I don’t have a lot of local friends ’cause I live in an area which caters to wealthy families and not 20-something art guys, so I called upon my new friend to adventure with me. I can’t find the ad, but I’m fairly sure it was seeking adventure. My kind of adventure isn’t so much skydiving and foreign travel as it is long car rides into weird parts of New York to see what’s going down.

I also have come to believe is very quickly disrupting the gap between who someone is online and who they are in real life. For some people, there might be no gap whatsoever, but there are plenty of people who consciously or subconsciously use this space to create the person they want to be, no matter how distanced it is from their actual meat-selves. Leaping facefirst into disappointment or a genuine connection is really, really important before too many illusions construct themselves. I’ve made that mistake a few too many times.

So, everything was organized and awesome. Weirdly ambiguous and circuitous Google Maps directions and $110 in hand, we met and set off for Port Wherever. All I knew was that it was over the Hudson, due west of me, and right on the edge of NJ. Great music the whole 80-minute drive with an awesome person in surprisingly calm rush hour traffic in beautiful weather. Somehow, this combination of four things make me feel like life is really happening.

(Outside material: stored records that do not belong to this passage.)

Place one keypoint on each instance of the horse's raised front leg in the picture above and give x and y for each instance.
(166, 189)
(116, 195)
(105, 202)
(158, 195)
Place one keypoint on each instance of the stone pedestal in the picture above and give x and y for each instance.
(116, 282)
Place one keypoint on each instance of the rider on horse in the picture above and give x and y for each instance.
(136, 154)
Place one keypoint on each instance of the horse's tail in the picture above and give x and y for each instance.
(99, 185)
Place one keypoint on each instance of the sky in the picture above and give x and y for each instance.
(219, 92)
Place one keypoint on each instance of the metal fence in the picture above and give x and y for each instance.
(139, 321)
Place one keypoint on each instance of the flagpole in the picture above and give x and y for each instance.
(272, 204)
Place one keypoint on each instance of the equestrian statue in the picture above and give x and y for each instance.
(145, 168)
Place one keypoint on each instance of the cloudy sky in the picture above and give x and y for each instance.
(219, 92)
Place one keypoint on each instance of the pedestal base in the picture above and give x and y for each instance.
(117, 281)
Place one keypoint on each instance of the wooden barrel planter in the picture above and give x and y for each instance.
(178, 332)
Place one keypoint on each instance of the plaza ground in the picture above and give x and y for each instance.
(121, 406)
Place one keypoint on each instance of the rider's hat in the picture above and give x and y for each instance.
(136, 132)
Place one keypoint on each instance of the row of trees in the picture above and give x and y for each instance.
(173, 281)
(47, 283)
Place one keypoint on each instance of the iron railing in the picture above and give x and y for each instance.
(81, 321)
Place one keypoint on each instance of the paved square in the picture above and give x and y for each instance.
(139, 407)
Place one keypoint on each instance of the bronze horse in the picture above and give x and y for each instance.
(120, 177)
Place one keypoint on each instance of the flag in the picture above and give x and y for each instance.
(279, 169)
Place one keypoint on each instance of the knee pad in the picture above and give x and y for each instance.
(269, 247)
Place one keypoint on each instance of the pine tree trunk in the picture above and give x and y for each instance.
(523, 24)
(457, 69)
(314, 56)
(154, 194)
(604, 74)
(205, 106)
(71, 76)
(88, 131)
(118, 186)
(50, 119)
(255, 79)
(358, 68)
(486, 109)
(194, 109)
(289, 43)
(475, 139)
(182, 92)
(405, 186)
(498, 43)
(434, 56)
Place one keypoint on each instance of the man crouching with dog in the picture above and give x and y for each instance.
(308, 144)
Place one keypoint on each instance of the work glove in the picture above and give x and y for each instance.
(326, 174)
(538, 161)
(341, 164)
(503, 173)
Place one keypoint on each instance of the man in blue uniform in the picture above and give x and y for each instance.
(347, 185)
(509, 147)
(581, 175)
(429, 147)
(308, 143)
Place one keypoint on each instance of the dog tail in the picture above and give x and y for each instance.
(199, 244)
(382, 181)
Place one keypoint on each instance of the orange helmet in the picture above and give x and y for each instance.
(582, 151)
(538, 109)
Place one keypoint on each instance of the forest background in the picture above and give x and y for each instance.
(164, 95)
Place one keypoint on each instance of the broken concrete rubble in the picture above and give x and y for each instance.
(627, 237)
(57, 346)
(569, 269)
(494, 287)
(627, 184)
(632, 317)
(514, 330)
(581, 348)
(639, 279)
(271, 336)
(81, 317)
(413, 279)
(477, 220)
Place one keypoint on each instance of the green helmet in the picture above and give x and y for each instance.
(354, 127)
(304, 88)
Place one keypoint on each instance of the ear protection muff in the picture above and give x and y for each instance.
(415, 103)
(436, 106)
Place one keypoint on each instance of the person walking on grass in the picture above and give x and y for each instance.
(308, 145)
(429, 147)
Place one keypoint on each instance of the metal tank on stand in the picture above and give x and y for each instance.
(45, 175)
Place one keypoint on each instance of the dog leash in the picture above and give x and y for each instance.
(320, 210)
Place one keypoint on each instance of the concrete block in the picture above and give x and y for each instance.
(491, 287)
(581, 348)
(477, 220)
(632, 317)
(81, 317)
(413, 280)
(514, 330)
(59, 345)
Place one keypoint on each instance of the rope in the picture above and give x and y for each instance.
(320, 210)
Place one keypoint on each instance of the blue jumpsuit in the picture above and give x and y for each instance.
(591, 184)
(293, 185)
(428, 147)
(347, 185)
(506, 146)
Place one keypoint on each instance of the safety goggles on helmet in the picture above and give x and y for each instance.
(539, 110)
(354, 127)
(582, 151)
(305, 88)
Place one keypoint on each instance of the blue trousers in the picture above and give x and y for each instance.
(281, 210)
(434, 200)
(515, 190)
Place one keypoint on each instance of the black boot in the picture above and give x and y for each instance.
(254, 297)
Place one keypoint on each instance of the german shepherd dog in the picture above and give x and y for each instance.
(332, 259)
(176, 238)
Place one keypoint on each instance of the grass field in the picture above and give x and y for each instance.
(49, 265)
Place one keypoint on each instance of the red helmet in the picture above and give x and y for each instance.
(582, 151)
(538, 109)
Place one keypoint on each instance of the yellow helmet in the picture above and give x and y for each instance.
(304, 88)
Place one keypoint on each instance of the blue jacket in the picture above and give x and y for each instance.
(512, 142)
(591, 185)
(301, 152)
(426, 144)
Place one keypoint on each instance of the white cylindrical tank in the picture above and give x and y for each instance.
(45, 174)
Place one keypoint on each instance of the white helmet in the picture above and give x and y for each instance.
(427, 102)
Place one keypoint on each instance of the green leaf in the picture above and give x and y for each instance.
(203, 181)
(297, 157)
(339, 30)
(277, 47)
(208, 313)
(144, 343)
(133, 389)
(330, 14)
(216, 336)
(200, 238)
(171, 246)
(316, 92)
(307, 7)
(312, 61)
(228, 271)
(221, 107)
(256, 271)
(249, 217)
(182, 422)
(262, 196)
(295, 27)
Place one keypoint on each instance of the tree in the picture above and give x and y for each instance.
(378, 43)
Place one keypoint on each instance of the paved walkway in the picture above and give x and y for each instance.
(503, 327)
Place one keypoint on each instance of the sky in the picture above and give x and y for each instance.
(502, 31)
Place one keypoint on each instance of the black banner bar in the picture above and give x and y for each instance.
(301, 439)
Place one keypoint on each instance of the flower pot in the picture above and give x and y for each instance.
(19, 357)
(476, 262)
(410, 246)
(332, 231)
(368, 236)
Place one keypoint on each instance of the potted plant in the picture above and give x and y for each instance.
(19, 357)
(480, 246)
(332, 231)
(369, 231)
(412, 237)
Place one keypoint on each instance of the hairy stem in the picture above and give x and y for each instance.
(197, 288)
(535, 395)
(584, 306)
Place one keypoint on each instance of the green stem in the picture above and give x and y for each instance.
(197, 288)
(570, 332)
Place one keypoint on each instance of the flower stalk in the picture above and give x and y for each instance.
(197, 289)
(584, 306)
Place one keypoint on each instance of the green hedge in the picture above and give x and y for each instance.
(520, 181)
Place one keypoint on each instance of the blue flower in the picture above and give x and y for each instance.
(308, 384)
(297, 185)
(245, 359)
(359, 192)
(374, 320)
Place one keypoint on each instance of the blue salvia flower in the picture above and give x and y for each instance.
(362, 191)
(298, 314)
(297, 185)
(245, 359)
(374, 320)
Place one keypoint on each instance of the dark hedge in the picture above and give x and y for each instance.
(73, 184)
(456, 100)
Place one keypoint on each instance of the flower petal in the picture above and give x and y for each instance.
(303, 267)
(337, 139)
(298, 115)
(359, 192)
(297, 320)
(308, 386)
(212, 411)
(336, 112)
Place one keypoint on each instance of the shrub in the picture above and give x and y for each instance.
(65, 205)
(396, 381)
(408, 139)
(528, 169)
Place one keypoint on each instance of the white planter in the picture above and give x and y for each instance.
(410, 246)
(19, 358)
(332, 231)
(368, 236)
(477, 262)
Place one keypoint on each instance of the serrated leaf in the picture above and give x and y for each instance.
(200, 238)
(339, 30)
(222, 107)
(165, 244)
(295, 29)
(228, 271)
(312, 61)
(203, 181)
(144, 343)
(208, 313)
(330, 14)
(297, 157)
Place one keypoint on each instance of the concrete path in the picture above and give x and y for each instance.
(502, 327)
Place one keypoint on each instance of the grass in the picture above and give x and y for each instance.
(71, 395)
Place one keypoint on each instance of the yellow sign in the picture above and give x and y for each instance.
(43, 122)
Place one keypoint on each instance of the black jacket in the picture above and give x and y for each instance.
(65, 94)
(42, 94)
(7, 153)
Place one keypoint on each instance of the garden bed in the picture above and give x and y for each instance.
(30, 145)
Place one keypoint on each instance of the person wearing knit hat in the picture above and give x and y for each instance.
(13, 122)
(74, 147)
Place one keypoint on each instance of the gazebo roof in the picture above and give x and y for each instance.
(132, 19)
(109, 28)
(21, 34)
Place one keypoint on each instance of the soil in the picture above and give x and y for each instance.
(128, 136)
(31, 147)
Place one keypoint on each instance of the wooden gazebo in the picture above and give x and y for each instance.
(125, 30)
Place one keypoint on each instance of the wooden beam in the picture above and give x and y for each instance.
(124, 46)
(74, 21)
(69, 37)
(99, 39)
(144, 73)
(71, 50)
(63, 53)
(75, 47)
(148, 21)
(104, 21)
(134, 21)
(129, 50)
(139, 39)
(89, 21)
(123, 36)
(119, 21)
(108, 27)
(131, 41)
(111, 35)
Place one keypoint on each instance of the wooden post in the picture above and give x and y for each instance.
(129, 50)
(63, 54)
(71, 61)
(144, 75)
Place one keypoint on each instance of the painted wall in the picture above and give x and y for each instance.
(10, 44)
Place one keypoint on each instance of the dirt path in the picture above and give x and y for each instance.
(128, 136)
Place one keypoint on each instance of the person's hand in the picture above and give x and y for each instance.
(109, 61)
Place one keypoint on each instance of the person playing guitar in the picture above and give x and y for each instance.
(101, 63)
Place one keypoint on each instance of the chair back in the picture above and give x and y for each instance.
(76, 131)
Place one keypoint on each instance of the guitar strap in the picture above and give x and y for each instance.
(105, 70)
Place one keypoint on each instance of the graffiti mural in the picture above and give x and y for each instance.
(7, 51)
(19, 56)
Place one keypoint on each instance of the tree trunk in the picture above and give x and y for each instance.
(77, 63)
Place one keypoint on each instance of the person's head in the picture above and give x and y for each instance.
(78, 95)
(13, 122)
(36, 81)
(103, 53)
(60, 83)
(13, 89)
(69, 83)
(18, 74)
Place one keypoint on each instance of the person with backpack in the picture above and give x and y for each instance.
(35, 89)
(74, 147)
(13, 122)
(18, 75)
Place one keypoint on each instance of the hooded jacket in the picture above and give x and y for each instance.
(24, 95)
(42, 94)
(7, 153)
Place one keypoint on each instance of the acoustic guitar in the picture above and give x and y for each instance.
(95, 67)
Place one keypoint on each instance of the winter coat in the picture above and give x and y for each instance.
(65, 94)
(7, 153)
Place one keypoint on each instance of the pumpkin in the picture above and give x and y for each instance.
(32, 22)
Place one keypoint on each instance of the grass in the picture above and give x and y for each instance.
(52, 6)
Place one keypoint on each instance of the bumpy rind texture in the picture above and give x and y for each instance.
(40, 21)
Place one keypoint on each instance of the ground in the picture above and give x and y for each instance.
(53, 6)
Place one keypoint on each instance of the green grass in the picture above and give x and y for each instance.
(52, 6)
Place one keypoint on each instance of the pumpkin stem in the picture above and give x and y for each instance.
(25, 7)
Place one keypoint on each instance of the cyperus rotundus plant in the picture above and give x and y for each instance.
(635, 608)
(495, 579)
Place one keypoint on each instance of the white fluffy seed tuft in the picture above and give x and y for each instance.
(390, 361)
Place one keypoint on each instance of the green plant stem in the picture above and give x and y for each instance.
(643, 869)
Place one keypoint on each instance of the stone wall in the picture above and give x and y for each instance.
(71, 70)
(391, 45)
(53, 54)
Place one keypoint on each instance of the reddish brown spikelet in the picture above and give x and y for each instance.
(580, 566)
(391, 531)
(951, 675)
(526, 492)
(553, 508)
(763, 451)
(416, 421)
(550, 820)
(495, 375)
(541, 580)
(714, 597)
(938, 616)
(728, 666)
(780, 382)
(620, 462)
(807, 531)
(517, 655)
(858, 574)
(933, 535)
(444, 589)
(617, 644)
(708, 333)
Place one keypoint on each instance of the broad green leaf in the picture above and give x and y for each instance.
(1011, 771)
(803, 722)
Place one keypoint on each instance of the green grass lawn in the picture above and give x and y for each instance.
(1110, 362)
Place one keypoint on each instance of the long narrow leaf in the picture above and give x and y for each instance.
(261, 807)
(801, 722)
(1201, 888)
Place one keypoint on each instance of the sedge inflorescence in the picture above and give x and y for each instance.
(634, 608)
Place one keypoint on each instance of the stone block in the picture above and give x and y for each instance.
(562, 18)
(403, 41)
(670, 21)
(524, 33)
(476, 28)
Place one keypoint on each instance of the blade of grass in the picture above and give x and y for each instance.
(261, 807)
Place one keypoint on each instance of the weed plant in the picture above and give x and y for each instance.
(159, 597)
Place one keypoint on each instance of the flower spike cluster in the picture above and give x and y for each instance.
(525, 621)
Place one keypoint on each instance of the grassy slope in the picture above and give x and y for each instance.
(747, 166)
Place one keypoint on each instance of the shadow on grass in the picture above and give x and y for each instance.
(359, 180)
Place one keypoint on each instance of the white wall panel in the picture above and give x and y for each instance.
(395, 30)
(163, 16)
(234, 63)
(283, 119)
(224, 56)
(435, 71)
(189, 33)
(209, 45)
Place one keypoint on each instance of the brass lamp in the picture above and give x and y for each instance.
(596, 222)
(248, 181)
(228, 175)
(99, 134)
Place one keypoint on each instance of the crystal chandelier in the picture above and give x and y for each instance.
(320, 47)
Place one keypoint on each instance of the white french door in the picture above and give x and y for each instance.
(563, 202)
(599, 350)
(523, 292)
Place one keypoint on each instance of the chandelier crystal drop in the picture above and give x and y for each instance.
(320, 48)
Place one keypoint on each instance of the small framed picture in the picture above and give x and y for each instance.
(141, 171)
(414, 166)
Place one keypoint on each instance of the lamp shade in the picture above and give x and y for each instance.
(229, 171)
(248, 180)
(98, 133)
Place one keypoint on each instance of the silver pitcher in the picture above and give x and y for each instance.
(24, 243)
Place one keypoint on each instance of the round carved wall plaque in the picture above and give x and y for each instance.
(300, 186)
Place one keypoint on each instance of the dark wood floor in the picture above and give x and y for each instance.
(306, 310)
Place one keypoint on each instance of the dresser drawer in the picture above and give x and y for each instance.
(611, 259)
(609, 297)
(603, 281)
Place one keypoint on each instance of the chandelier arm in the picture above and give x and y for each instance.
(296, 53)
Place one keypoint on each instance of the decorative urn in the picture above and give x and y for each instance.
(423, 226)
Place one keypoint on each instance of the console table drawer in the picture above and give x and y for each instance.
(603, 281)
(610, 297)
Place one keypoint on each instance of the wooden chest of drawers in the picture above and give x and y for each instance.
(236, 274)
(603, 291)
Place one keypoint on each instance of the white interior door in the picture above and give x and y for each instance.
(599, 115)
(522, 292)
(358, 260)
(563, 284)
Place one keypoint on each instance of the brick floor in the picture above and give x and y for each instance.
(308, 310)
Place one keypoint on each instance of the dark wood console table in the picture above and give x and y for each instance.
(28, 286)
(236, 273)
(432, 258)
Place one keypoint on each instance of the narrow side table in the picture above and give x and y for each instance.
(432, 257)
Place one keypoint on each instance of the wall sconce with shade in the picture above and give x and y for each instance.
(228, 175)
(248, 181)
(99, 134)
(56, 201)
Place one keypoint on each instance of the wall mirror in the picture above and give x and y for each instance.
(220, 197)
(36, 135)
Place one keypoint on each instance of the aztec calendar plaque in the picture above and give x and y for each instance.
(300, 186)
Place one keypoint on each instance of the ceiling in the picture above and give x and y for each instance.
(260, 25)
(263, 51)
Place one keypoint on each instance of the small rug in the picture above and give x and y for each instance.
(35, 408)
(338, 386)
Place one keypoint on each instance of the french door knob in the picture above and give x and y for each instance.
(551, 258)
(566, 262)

We met the guy in a parking lot about 15 minutes late, due to a weirdly unlabeled road – a small, young guy covered in tattoos and piercings. As we talked he said that he was selling his Nintendo (obviously well-cared for, as most of the games still included instruction manuals) because he was turning his sun porch into a nursery for his forthcoming baby. I could have wept. It takes a real man to give up his Nintendo to take care of a baby that well. I know a few too many people who have just thrown a crib in the bathroom and hoped for the best. Well, not exactly – but effectively that.

Easy drive home, stop at a diner, a few minutes of Harley Davidson pinball, and it was pretty much the perfect day. Finding little bits of ‘life is okay’ in the rest of this stuff is pretty great.

Nothing to lose.

It’s been hovering around 100 degrees in upstate New York, and I spent the morning feeling tremendously unpleasant and knee-wobbly.

So, I stayed in bed and read all of Paper Towns by John Green, and kinda had my mind twisted around by the parallels to my own weird little life and the amazing, dangerous people I fall in with. The whole story ends up in a little town a bit north of where I live, and even speaks to the idea that people are things that happen, and I don’t know what it all means, but it’s never an easy battle upwards. I’ve shifted between trying and trying very hard and not trying at all, and it all looks the same.

Maybe if you can’t find answers in a book, you can find hope.

When I disappear, I’ll leave some pretty awesome clues.

How do you celebrate the one year anniversary of getting cheated on and losing your apartment? Is that the ‘drink bleach’ anniversary?

If I were to create a venn diagram (which I am known to do), at which point do ‘uncomplicated women’ and ‘creative women’ meet? Do these two circles ever actually encounter each other, or are they completely unfamiliar with the existence of the other? Is there a singular, imperceptible point which I’m never going to be able to find?

This might explain my poor romantic decisions. Mathematics may be the only sensible way to detail where everything goes wrong.

I keep on saying that I’m going to spend the day sewing, but I lose momentum far too quickly. This time I mean it.